Guerre Russie/Ukraine: le Conseil de sécurité de l'ONU observateur actif faute de mieux
Impuissant à garantir la paix dans le monde, le Conseil de sécurité de l'ONU est condamné à jouer les observateurs actifs de la guerre russe en Ukraine et multipliera à nouveau cette semaine les sessions d'urgence. Faute de mieux.
Après cinq réunions depuis l'invasion le 24 février, les 15 membres du Conseil se retrouvent lundi pour deux rencontres sur l'aide humanitaire, l'une publique, l'autre dans la foulée à huis clos, illustrant une mobilisation appelée à se poursuivre.
"Exposer la situation au Conseil de sécurité, même si vous savez que le résultat va être arrêté par un veto, vaut toujours la peine", affirme l'ambassadeur de l'Union européenne (UE) à l'ONU, le Suédois Olof Skoog.
"Pression, pression...", abondent auprès de l'AFP plusieurs membres du Conseil, parfois rivaux pour convoquer des sessions, avec un attelage américano-albanais, premier à avoir activé le Conseil, et un deuxième franco-mexicain poussant l'idée d'une résolution à l'avenir flou.
Avec son droit de veto, la Russie, l'un des cinq membres permanents du Conseil (qui compte aussi dix membres élus pour deux ans), a le pouvoir de bloquer toute déclaration ou résolution. Et rien ne pourra y changer.
Texte fondateur de l'Organisation après la Deuxième Guerre mondiale, la Charte des Nations unies ne peut évincer l'un de ses piliers même s'il viole -- comme en est accusé Moscou -- son principe fondamental de ne pas recourir à la force pour régler une crise.
Des cas sont pourtant prévus par la Charte pour libérer l'action du Conseil de sécurité.

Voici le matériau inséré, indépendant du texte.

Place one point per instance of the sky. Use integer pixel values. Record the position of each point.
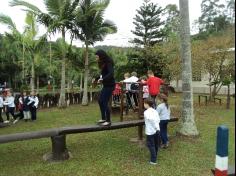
(121, 12)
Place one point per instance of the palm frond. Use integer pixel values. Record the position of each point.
(25, 4)
(6, 20)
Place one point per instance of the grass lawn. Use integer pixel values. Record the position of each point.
(111, 152)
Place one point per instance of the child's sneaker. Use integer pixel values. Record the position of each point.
(106, 124)
(153, 163)
(101, 121)
(15, 121)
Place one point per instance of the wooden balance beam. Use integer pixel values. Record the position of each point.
(58, 136)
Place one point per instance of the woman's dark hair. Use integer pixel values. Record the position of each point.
(149, 101)
(165, 99)
(103, 58)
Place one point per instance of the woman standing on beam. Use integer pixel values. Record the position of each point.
(106, 65)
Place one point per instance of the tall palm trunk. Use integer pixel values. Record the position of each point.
(188, 126)
(228, 97)
(23, 62)
(85, 90)
(32, 80)
(62, 99)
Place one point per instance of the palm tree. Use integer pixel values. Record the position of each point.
(188, 126)
(16, 38)
(59, 17)
(89, 27)
(33, 46)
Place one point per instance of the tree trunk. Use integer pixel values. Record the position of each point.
(23, 62)
(32, 80)
(210, 98)
(62, 99)
(188, 126)
(228, 97)
(37, 84)
(81, 82)
(85, 90)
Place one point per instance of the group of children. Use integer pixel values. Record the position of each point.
(27, 107)
(156, 116)
(156, 121)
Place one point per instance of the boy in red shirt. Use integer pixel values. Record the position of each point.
(154, 84)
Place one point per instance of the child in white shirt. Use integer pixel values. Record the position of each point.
(152, 129)
(163, 110)
(9, 102)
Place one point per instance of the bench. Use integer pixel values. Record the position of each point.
(199, 99)
(58, 136)
(231, 171)
(3, 125)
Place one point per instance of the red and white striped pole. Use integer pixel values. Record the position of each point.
(221, 165)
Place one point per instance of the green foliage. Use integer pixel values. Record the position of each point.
(148, 25)
(89, 25)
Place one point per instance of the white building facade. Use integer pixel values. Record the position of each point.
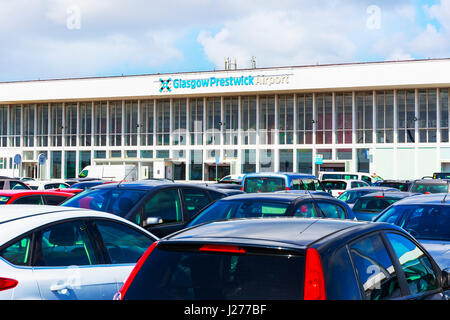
(388, 118)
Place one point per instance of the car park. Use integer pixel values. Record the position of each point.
(337, 187)
(402, 185)
(46, 185)
(13, 184)
(426, 218)
(264, 205)
(427, 186)
(350, 196)
(287, 259)
(271, 182)
(158, 206)
(370, 205)
(37, 197)
(49, 253)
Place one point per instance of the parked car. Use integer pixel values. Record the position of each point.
(370, 205)
(337, 187)
(426, 218)
(66, 254)
(46, 185)
(427, 186)
(367, 177)
(158, 206)
(232, 179)
(13, 184)
(271, 182)
(263, 205)
(402, 185)
(38, 197)
(87, 184)
(350, 196)
(287, 258)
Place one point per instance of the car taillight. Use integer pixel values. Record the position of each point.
(314, 288)
(6, 283)
(119, 295)
(221, 248)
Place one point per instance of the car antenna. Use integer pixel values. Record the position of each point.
(118, 185)
(314, 200)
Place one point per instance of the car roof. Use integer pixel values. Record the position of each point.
(293, 232)
(16, 220)
(280, 174)
(433, 198)
(32, 192)
(390, 194)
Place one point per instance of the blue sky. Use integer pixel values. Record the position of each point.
(46, 39)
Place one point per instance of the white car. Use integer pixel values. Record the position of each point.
(63, 253)
(338, 186)
(46, 185)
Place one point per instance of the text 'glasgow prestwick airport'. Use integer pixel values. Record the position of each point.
(231, 81)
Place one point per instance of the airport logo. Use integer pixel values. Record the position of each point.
(169, 84)
(166, 85)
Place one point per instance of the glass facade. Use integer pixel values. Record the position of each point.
(268, 132)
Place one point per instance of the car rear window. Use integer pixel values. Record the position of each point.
(335, 185)
(192, 274)
(339, 176)
(397, 185)
(228, 209)
(4, 199)
(430, 188)
(373, 204)
(112, 200)
(264, 184)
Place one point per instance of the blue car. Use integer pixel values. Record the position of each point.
(278, 181)
(370, 205)
(426, 218)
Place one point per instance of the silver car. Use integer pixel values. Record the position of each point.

L'article 27 stipule ainsi qu'un membre du Conseil puisse s'abstenir de voter lorsqu'il est partie à un conflit sur lequel porte le scrutin. Dans la pratique, c'est exclu.
La Russie ne s'est jamais abstenue de participer à un vote sur la Syrie (utilisant son veto une quinzaine de fois en dix ans), pas plus que les Etats-Unis ou le Royaume-Uni sur l'Irak, la France sur le Mali ou les Emirats arabes unis sur le Yémen.
- "Privilège" -
"Il n'y a pas vraiment d'appétit" pour appliquer l'article 27, admet un ambassadeur occidental sous couvert d'anonymat.
Un porte-parole du Premier ministre britannique Boris Johnson a récemment affirmé que l'expulsion de la Russie du Conseil de sécurité figurait parmi les "options". En réalité "non", rétorque un diplomate requérant aussi l'anonymat.
L'article 6 de la Charte prévoit que "si un membre de l'Organisation enfreint de manière persistante les principes" de ce document, "il peut être exclu de l'Organisation par l'Assemblée générale sur recommandation du Conseil de sécurité".
La problématique est là: la Russie, dotée du veto, ne recommandera jamais à l'Assemblée et ses 193 membres sa propre exclusion...
Dans l'histoire de l'ONU, une seule tentative est recensée en 1974, lorsque plusieurs pays avaient tenté au Conseil de sécurité d'exclure l'Afrique du Sud, selon le média spécialisé SCP. Leur résolution avait recueilli 10 voix pour, mais la France, le Royaume-Uni et les Etats-Unis avaient mis leur veto, précise-t-il.
"Les membres permanents (qui incluent aussi la Chine) ne sont pas toujours d'accord sur le fond mais ils se protègent les uns les autres avec un privilège qui les met au-dessus du lot", déplore le même ambassadeur occidental.
Sous l'impulsion de l'UE, l'Assemblée générale, où le veto n'existe pas, a suppléé le 2 mars la défaillance du Conseil de sécurité en adoptant une résolution condamnant la Russie. Un record historique de 141 pays de tous les continents ont approuvé ce texte non contraignant, 5 s'y opposant: Russie, Bélarus, Erythrée, Syrie et Corée du Nord.
Au-delà du Conseil et de l'Assemblée, l'ONU compte d'autres composantes pour tenter de limiter les ravages de la guerre.
Son secrétaire général, Antonio Guterres, qui dénonce depuis longtemps les "dyfonctionnements" de la gouvernance mondiale, se démène en coulisses, propose sa médiation, mais la Russie refuse jusqu'à présent de le voir débarquer à Moscou, selon un responsable requérant l'anonymat.
Le département des Affaires humanitaires, le Haut commissariat aux Réfugiés ou le Programme alimentaire mondial sont appelés de leur côté à développer leur action, tandis que le Conseil des droits de l'Homme a apporté récemment son soutien à la création d'une commission d'enquête internationale sur les exactions en Ukraine.